ERF for SHGs

Despite Christian Buil's recommendation to use ND filters as ERFs, I have observed that any ND filter can negatively impact image quality, including the Hoya ProND he suggests. This can be attributed to the fact that these filters are constructed with very thin substrates relative to their diameter. In contrast, solar Energy Rejection Filters (ERFs) typically have a thickness-to-diameter ratio of around 1:15. For example, a 100mm ERF should be at least 7mm thick, while a 130mm ERF would be approximately 9mm thick. These dielectric filters reject unwanted energy primarily through reflection, absorbing only a minimal amount of heat.

ND filters, on the other hand, are absorption filters that work by absorbing heat rather than reflecting it. To withstand the thermal stress caused by substrate expansion while maintaining wavefront integrity, absorption filters must be particularly thick. For instance, Daystar’s absorption ERFs are very thick, with a thickness-to-diameter ratio of about 1/8 to 1/10 (meaning a 130mm ERF would be around 13mm thick). In comparison, typical ND filters are only about 2mm thick for any diameter, such as the 82mm filter I purchased.

Furthermore, ERFs on solar scopes are usually mounted in a loose cell, allowing for movement and expansion as they heat up. This design is crucial; if the edges of the filter are held too tightly, thermal expansion can cause warping, which degrades the wavefront. ND filters are not designed for solar observation. While the Hoya ProND exhibits good surface quality (lambda/4 or better), prolonged use under the Sun ultimately leads to a decline in image quality.

For these reasons, I advise against using ND filters, particularly for larger apertures. Instead, I recommend using a solar wedge (Herschel prism) as an ERF. A high-quality solar wedge effectively rejects most of the heat while maintaining excellent image quality, and they are generally affordable—options priced around $120 from China can work well.

In my experience, the front optical cell absorbs very little heat (less than 0.5%) since the glass is essentially transparent in the visible and infrared spectrums. It becomes opaque only in deep UV (below 200nm), but those wavelengths have low intensity in the atmosphere and contribute minimal heat. After 4-5 hours of solar observation, the front cell of my 6" scope usually remains cool to the touch.

The objective lens faces minimal risk, as it is transparent and positioned in an unfocused beam. The only exception occurs with oil-spaced objectives, where prolonged exposure to direct sunlight can cause the spacer oil to become cloudy. While the objective glass may heat slightly and expand within its housing, potentially reducing figure accuracy, this primarily affects image quality without threatening the safety of the optics.

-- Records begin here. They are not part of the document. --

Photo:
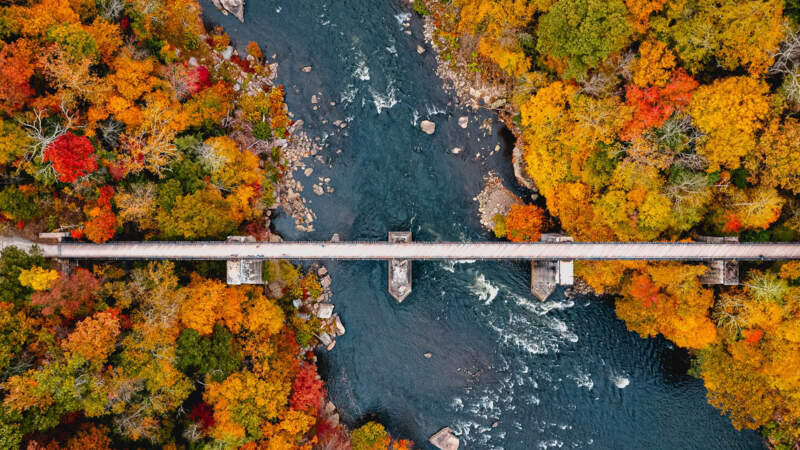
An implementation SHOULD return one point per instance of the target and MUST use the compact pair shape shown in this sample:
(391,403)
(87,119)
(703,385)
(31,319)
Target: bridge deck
(220,250)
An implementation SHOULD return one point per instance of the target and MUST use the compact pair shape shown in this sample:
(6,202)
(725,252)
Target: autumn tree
(308,390)
(524,223)
(72,157)
(71,297)
(370,436)
(731,33)
(713,105)
(751,370)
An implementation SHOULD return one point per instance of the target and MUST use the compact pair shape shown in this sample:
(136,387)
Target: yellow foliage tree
(37,278)
(712,107)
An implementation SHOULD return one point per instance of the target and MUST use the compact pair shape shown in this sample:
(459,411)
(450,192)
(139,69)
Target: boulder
(444,439)
(324,310)
(427,127)
(235,7)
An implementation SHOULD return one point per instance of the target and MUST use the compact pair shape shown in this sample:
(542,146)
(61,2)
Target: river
(560,374)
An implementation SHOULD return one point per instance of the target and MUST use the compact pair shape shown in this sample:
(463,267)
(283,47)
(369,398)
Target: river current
(561,374)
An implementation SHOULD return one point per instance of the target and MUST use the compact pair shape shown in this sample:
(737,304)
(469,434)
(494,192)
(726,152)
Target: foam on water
(386,100)
(362,71)
(402,17)
(348,95)
(620,381)
(483,289)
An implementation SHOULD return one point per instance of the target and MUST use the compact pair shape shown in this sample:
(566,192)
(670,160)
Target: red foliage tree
(652,106)
(72,296)
(308,389)
(72,157)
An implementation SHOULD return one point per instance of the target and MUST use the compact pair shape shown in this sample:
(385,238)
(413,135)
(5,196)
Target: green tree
(216,356)
(17,205)
(203,214)
(12,262)
(583,33)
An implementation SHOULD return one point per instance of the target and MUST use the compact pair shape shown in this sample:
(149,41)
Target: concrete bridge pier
(546,275)
(399,269)
(720,271)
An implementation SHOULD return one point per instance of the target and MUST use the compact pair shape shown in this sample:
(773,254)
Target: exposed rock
(444,439)
(324,310)
(235,7)
(495,199)
(520,171)
(499,103)
(325,281)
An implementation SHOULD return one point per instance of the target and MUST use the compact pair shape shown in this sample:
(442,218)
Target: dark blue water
(565,373)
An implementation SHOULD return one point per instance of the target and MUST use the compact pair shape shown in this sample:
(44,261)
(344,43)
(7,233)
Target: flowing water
(564,374)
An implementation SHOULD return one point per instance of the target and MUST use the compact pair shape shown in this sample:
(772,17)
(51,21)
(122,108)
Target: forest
(128,119)
(660,120)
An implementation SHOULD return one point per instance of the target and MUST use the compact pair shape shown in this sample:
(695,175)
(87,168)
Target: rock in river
(427,126)
(444,439)
(235,7)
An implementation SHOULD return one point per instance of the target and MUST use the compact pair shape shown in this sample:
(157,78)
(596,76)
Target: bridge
(551,258)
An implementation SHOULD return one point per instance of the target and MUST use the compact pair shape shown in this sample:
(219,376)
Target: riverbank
(588,134)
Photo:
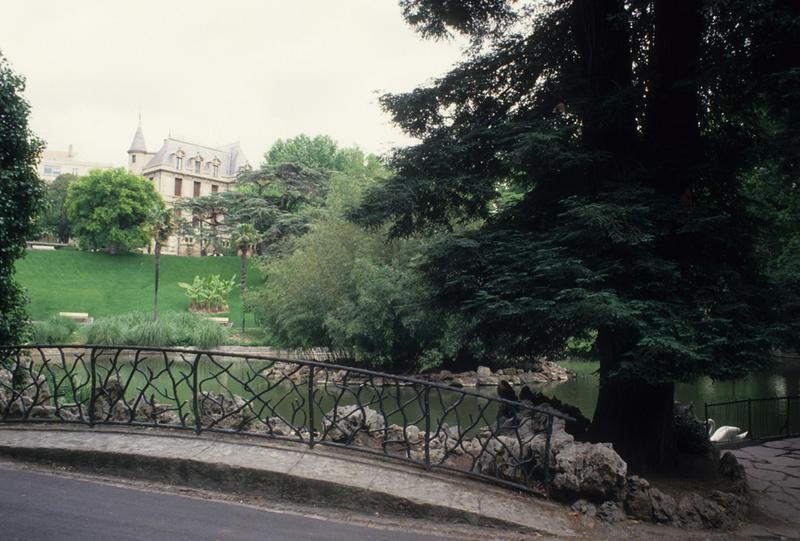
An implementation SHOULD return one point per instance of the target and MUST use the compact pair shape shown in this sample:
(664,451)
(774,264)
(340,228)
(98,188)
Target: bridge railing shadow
(762,418)
(432,425)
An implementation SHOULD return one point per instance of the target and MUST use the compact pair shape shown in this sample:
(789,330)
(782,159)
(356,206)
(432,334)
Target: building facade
(182,169)
(57,162)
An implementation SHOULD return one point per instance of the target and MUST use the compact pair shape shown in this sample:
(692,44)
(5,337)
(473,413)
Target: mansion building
(181,169)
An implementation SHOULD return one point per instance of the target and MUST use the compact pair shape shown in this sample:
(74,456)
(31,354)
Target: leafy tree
(110,209)
(319,152)
(244,237)
(624,129)
(55,219)
(21,193)
(160,226)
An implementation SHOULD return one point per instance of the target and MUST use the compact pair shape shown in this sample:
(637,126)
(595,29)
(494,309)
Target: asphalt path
(36,506)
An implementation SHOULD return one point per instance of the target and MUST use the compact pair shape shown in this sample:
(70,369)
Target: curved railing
(315,403)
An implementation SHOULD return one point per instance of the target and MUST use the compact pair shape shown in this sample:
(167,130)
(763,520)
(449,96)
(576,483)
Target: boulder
(345,422)
(590,470)
(610,512)
(664,506)
(221,411)
(585,507)
(694,511)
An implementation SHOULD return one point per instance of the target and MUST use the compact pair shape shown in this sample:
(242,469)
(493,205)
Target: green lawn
(105,285)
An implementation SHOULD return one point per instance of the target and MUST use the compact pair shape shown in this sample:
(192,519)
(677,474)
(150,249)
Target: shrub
(171,329)
(55,330)
(209,294)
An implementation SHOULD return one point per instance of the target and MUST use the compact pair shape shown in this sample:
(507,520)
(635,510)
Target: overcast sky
(214,72)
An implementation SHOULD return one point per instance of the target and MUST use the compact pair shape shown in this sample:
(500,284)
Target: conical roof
(138,144)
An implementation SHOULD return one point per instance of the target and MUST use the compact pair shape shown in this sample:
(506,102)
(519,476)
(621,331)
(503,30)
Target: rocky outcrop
(221,411)
(29,396)
(544,372)
(343,423)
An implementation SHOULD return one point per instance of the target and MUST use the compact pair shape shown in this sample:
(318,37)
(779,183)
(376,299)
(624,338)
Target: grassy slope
(104,285)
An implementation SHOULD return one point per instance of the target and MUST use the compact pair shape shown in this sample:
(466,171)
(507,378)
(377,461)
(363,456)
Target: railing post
(311,406)
(547,445)
(788,418)
(427,407)
(93,376)
(196,395)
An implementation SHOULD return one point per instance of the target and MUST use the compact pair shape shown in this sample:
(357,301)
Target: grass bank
(110,285)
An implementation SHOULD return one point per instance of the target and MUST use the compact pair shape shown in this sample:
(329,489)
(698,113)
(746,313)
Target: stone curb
(284,472)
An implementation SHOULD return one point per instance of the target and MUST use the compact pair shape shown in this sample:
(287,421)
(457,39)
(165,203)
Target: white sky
(214,72)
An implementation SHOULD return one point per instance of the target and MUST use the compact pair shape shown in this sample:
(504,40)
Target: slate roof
(231,156)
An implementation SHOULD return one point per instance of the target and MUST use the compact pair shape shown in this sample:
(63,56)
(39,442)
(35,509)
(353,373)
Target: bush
(55,330)
(171,329)
(209,294)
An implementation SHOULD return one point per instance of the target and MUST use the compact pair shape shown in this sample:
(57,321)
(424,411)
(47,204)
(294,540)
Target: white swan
(724,433)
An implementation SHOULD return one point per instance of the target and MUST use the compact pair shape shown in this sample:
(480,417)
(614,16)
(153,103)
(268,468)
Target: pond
(404,405)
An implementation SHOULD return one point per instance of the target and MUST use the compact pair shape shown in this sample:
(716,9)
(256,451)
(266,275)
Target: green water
(405,404)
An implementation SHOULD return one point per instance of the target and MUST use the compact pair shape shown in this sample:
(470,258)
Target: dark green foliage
(55,330)
(21,194)
(109,210)
(625,131)
(54,220)
(691,435)
(171,329)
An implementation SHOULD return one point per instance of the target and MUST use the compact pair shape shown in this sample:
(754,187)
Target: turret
(137,153)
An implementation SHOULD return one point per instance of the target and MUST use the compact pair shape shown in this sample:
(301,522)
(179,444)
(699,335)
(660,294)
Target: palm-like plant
(160,226)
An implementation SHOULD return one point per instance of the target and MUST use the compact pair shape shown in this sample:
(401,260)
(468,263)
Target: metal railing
(428,424)
(762,418)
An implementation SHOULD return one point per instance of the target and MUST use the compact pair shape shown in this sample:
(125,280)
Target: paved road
(773,472)
(35,506)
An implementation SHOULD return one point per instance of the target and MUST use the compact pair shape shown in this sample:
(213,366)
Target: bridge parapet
(429,424)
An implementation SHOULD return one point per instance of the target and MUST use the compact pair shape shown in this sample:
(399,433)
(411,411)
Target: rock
(730,468)
(584,507)
(589,470)
(664,506)
(344,422)
(610,512)
(506,459)
(221,411)
(638,502)
(694,511)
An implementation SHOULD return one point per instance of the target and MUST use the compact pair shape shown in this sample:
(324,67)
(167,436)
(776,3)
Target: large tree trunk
(157,258)
(243,279)
(634,415)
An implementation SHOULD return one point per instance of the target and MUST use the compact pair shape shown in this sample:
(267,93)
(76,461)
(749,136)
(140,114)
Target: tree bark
(634,415)
(243,279)
(157,253)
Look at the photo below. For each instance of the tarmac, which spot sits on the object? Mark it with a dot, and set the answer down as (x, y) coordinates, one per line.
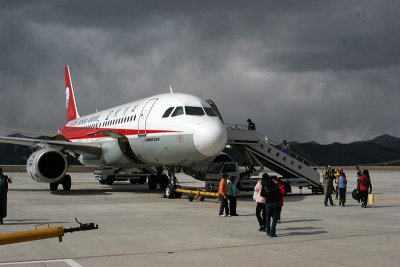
(138, 227)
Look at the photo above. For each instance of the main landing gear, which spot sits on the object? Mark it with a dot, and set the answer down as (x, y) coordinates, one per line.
(65, 182)
(161, 179)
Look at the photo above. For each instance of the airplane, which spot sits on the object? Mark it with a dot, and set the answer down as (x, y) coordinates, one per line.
(168, 130)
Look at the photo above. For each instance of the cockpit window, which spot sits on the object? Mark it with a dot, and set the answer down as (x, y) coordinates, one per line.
(210, 112)
(167, 112)
(178, 111)
(196, 111)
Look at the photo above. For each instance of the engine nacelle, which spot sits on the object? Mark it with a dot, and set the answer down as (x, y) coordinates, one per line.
(201, 170)
(47, 165)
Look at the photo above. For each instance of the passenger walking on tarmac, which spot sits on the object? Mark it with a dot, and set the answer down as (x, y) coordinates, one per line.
(364, 186)
(285, 147)
(328, 186)
(232, 193)
(260, 207)
(342, 185)
(336, 183)
(359, 173)
(271, 193)
(251, 125)
(282, 188)
(222, 193)
(4, 181)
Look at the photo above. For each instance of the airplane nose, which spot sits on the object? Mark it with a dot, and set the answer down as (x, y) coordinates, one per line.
(210, 137)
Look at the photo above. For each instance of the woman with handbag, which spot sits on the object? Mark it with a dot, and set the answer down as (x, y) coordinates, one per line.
(260, 207)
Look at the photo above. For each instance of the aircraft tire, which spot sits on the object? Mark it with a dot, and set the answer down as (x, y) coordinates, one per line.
(170, 191)
(53, 186)
(66, 183)
(152, 182)
(163, 181)
(142, 180)
(110, 179)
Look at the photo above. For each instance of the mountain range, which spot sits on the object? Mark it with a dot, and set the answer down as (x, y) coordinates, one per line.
(382, 150)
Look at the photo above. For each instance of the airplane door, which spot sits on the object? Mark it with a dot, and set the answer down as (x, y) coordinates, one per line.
(142, 121)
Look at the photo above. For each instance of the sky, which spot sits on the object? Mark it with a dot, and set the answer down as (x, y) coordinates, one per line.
(324, 71)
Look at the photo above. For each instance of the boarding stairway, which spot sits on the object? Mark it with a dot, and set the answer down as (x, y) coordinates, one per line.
(258, 150)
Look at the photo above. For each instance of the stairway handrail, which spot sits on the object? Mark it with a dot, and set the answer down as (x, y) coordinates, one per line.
(275, 144)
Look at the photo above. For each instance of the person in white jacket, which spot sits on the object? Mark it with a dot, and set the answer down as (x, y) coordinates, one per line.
(260, 208)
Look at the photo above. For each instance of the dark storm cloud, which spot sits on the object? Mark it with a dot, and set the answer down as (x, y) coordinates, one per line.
(302, 70)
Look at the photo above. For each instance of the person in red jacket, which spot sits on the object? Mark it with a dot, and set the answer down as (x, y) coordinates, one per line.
(364, 186)
(223, 196)
(282, 188)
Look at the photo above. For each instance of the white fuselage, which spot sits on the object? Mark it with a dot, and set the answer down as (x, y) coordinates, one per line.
(166, 129)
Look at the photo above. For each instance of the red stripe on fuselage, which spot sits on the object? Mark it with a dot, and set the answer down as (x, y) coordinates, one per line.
(74, 133)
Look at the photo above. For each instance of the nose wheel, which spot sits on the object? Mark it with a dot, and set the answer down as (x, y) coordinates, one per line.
(170, 189)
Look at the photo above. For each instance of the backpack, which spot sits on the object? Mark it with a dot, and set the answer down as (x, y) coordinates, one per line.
(355, 194)
(365, 182)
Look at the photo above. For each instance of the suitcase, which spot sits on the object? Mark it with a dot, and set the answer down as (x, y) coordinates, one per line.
(371, 199)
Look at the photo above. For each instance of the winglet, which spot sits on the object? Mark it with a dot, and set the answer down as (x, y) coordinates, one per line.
(72, 111)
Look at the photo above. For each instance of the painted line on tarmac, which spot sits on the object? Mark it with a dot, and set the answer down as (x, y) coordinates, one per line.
(69, 262)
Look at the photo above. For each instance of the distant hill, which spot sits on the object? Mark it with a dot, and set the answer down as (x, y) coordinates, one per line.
(382, 149)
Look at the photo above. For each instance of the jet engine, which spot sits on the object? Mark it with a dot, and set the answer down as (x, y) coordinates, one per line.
(47, 165)
(200, 170)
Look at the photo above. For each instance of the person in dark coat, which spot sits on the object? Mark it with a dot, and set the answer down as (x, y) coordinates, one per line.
(328, 186)
(271, 193)
(364, 187)
(4, 180)
(251, 125)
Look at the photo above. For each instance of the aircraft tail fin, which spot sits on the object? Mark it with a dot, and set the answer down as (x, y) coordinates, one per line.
(72, 111)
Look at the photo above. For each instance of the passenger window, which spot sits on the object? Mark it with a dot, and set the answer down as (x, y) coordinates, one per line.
(210, 112)
(167, 112)
(229, 168)
(196, 111)
(178, 111)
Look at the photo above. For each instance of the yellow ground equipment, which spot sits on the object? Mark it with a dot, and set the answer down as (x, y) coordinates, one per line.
(43, 233)
(196, 193)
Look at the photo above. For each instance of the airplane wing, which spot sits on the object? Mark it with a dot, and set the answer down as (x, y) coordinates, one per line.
(90, 149)
(36, 132)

The real risk comes from components downstream of the objective. In larger scopes with additional glass elements (such as correctors or reducers) at the end of the focused light cone, there is a risk of focused sunlight damaging coatings of unknown quality. Although the likelihood of this is low, uneven heating could lead to cracks if the coating absorbs too much heat.

If using a subaperture narrowband filter as an ERF, there is a risk that the reflected beam could focus in front of the ERF. If the Sun is at an angle to the tube, this focused beam might strike the side lining of the tube and potentially damage the flocking material, although such occurrences are rare. The focused image typically remains only a few centimeters above the ERF surface, making it difficult to hit the tube wall directly. The beam expands rapidly, losing its damaging potential as it spreads.

If no ERF is used and only the slit is exposed, the reflected beam from the slit will likely strike the side of the 1.25" nosepiece of the SHG (since the slit is mounted at an angle), which poses no danger to the scope, although the nosepiece may become warm to the touch.

The safest method for ERF implementation is to use a front-mounted ERF, which rejects heat before it reaches the tube, though these can be more expensive and they limit the wavelength that you can observe with your SHG. The second safest option is a Herschel prism, which directs heat out the back of the scope while producing minimal reflected light. This also improves exposure time management, which is essential for SHGs. The Herschel wedge allows you to observe in full spectrum.

For our MLAstro slit, we utilize a specialized material with a Quartz substrate and a unique coating process. Some lime-soda slit, however, is not designed for solar use; it was originally intended for nighttime applications. Its substrate is made of lime-soda glass, which expands significantly under heat and can crack easily. Additionally, its thin coating has a low blocking rating (OD5), making it susceptible to melting with excessive heat.

In contrast, our Quartz slit features a low thermal expansion coefficient, making it highly resilient to solar heat loads. Its thicker coating provides a much higher blocking rating (OD7, which is 100 times better than that of the lime soda slit) and is more durable overall.

I have successfully used the Quartz slit without ERF filters on a 4" scope (102mm) for extended periods without issue. So usage of an ERF on scope smaller than 4" is not a must, but if you choose to use the ERF on your setup, it'll definitely reduce the heat flux that hit the slit and extend it's life span. A UV-IR cut filter in front of the slit is enough to significantly reduce the chance of slit damage due to over heating.